Tag Archives: Chuck Todd

Climate Sense: I would like to share what I learn during this coming year

In October, I was grabbed by a headline on a column by Margaret Sullivan, who writes about media issues for the Washington Post: “The planet is on a fast path to destruction. The media must cover this like it’s the only story that matters.” See Water Ways, Oct. 23.

Margaret Sullivan
Photo: Michael Benabib

As I wrote in my blog post, “Climate change is not a subject that generates happy news. It is not a subject that most politicians wish to address in any form, but it is one subject that separates those who care about the future of the planet from those who care only about short-term economic benefits or political gains.”

Nearly every time I write about climate change, someone reaches out to me to ask that I keep telling the climate story in my blog. I do a lot of reading about water-related issues, of course, and I am constantly learning about climate change — from detailed studies by scientists to government plans to address a future with greater floods, larger forest fires and extensive loss of marine life.

I have decided this year to share some of the more fascinating, ground-breaking or inspiring reports that I come across during my reading. I may provide just a link to an article or scientific report with a brief commentary, as opposed to a full-blown discussion. I’m going to label these brief references “Climate Sense” — as in the headline on this blog post. I hope we can all become better informed about this issue so vital to the future of humanity. (As always, one can subscribe to this blog in the column to the right.)

On Sunday, NBC’s Meet the Press devoted its entire program to Climate Change — the science, the damage, the cost and the politics. Watch the entire show at Meet the Press online, or check out the individual segments on YouTube.

It is difficult for a Sunday-morning program to tackle a singular topic, especially in this era of Donald Trump, said anchor Chuck Todd at the beginning of the news show. Climate change, he noted, is an “Earth-changing subject that doesn’t get talked about this thoroughly, on television news at least.”

I was impressed when Chuck Todd threw down the gauntlet by emphasizing that his hour-long program would not devote any time to a debate over the existence of climate change.

“The Earth is getting hotter, and human activity is a major cause — period,” he said. “We’re not going to give time to climate deniers. The science is settled, even if political opinion is not.”

What Americans think about climate change from a political perspective was covered in a segment called “Digital Download,” the first video on this page. I also found it interesting to hear how some experts thought they could better engage the public in climate change, as shown in the second video.

Whether Congress will seriously address climate change in the next two years is yet to be seen, but we know that the debate is coming to the Washington Legislature, with Gov. Jay Inslee leading the charge. Check out the governor’s announcement or read my interview with state Sen.
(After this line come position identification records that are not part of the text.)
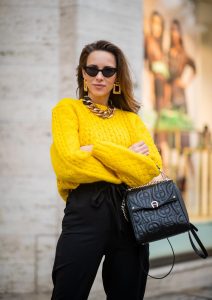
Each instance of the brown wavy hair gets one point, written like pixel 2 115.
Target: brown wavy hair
pixel 125 100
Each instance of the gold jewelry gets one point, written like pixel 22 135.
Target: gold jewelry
pixel 105 114
pixel 117 88
pixel 85 85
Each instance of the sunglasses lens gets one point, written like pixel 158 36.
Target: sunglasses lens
pixel 91 71
pixel 108 72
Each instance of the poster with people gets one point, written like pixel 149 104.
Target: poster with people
pixel 168 85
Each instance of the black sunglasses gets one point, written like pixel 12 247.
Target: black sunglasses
pixel 106 71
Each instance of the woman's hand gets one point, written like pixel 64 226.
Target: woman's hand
pixel 87 148
pixel 140 147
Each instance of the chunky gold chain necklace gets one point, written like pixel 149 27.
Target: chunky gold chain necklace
pixel 105 114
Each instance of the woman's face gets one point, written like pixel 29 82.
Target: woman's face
pixel 99 86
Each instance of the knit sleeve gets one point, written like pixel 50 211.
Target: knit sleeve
pixel 69 162
pixel 132 168
pixel 143 134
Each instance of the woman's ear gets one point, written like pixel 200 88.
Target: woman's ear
pixel 83 73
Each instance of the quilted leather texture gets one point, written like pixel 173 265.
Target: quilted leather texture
pixel 157 211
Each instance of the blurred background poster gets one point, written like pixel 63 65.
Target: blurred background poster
pixel 176 97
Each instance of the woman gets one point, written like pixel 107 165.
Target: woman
pixel 100 145
pixel 178 61
pixel 156 59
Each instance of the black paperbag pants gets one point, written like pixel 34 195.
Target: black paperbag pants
pixel 93 227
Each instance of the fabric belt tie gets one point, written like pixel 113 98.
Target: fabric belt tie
pixel 113 194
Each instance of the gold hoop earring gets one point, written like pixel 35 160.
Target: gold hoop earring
pixel 116 88
pixel 85 87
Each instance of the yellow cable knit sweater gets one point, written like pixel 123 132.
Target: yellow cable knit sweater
pixel 74 125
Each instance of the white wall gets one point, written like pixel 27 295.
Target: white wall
pixel 40 45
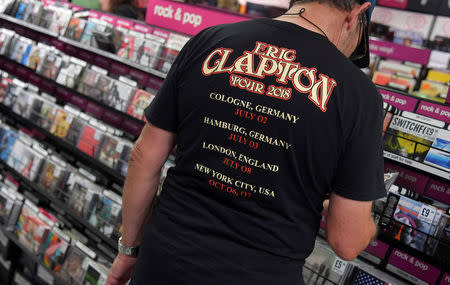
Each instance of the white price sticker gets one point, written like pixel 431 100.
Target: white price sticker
pixel 339 266
pixel 427 214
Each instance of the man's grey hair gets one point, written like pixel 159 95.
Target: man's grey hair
pixel 345 5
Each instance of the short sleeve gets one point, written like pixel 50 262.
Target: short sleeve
pixel 360 169
pixel 163 111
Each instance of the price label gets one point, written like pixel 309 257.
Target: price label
pixel 339 266
pixel 427 214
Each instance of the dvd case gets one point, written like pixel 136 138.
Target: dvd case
pixel 54 248
pixel 75 29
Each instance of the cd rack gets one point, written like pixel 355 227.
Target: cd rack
pixel 62 145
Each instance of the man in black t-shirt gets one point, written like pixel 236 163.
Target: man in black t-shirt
pixel 269 117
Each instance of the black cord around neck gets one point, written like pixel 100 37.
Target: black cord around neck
pixel 302 10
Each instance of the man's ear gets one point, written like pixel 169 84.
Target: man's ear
pixel 352 18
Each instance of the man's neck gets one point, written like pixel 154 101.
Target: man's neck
pixel 327 18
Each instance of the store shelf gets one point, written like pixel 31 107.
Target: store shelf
pixel 417 165
pixel 61 205
pixel 17 72
pixel 28 25
pixel 60 144
pixel 35 258
pixel 112 57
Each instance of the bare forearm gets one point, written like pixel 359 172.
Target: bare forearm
pixel 139 191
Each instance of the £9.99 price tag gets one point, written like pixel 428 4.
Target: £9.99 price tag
pixel 339 266
pixel 426 214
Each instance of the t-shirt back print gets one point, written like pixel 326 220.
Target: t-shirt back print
pixel 273 61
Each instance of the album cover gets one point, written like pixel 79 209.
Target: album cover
pixel 60 20
pixel 7 201
pixel 149 53
pixel 106 215
pixel 96 274
pixel 25 160
pixel 42 113
pixel 30 228
pixel 439 154
pixel 410 222
pixel 21 8
pixel 90 139
pixel 53 176
pixel 84 195
pixel 19 52
pixel 7 142
pixel 23 104
pixel 74 266
pixel 69 74
pixel 34 12
pixel 37 56
pixel 75 131
pixel 141 100
pixel 108 150
pixel 10 97
pixel 54 248
pixel 131 43
pixel 46 17
pixel 50 66
pixel 61 123
pixel 407 141
pixel 87 35
pixel 4 85
pixel 93 84
pixel 75 29
pixel 122 164
pixel 6 37
pixel 118 95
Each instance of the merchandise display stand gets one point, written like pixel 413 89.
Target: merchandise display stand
pixel 91 225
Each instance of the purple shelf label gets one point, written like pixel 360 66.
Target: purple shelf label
pixel 143 28
pixel 57 43
pixel 119 69
pixel 435 111
pixel 102 62
pixel 10 67
pixel 407 178
pixel 35 79
pixel 64 94
pixel 71 50
pixel 377 248
pixel 399 101
pixel 141 77
pixel 400 52
pixel 439 191
pixel 132 127
pixel 86 56
pixel 95 110
pixel 112 118
pixel 47 85
pixel 23 73
pixel 445 279
pixel 414 266
pixel 401 4
pixel 78 101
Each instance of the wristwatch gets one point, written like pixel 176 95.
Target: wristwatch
pixel 131 251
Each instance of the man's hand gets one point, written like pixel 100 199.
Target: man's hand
pixel 121 270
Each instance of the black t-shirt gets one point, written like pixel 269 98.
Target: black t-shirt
pixel 269 117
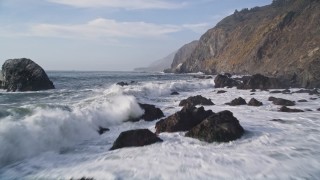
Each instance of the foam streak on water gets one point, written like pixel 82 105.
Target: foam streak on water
pixel 52 135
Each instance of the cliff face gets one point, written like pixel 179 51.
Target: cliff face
pixel 280 40
pixel 182 54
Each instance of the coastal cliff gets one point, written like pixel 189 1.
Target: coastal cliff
pixel 279 40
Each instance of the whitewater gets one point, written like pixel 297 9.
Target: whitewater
pixel 53 134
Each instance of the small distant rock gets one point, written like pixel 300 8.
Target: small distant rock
pixel 196 100
pixel 183 120
pixel 282 102
pixel 302 100
pixel 24 75
pixel 254 102
pixel 102 130
pixel 219 127
pixel 174 93
pixel 224 81
pixel 221 91
pixel 135 138
pixel 286 109
pixel 236 102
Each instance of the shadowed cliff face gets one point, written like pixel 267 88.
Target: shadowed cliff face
pixel 281 40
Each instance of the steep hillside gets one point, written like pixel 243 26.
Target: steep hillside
pixel 281 40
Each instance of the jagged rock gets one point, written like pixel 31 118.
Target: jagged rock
pixel 286 109
pixel 174 93
pixel 219 127
pixel 151 112
pixel 259 81
pixel 122 83
pixel 24 75
pixel 224 81
pixel 221 91
pixel 283 102
pixel 302 100
pixel 134 138
pixel 254 102
pixel 102 130
pixel 196 100
pixel 183 120
pixel 236 102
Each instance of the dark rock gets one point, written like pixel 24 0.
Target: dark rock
pixel 24 75
pixel 219 127
pixel 254 102
pixel 282 102
pixel 302 100
pixel 196 100
pixel 259 81
pixel 122 83
pixel 224 81
pixel 183 120
pixel 275 92
pixel 236 102
pixel 174 93
pixel 151 112
pixel 309 91
pixel 102 130
pixel 221 91
pixel 286 109
pixel 134 138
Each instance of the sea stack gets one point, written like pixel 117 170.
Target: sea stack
pixel 24 75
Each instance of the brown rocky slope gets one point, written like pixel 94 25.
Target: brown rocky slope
pixel 279 40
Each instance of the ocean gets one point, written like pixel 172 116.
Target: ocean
pixel 53 134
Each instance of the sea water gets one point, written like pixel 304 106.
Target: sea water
pixel 53 134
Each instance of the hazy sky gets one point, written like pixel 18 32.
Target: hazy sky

Christine Rolfes, which I wrote after Washington voters rejected a carbon-tax proposal on November’s ballot.

I would like us to always remember the words about climate change from Washington Post columnist Margaret Sullivan:

“There is a lot happening in the nation and the world, a constant rush of news. Much of it deserves our attention as journalists and news consumers. But we need to figure out how to make the main thing matter.

“In short, when it comes to climate change, we — the media, the public, the world — need radical transformation, and we need it now. Just as the smartest minds in earth science have issued their warning, the best minds in media should be giving sustained attention to how to tell this most important story in a way that will create change.

“We may be doomed even if that happens,” she concludes. “But we’re surely doomed if it doesn’t.”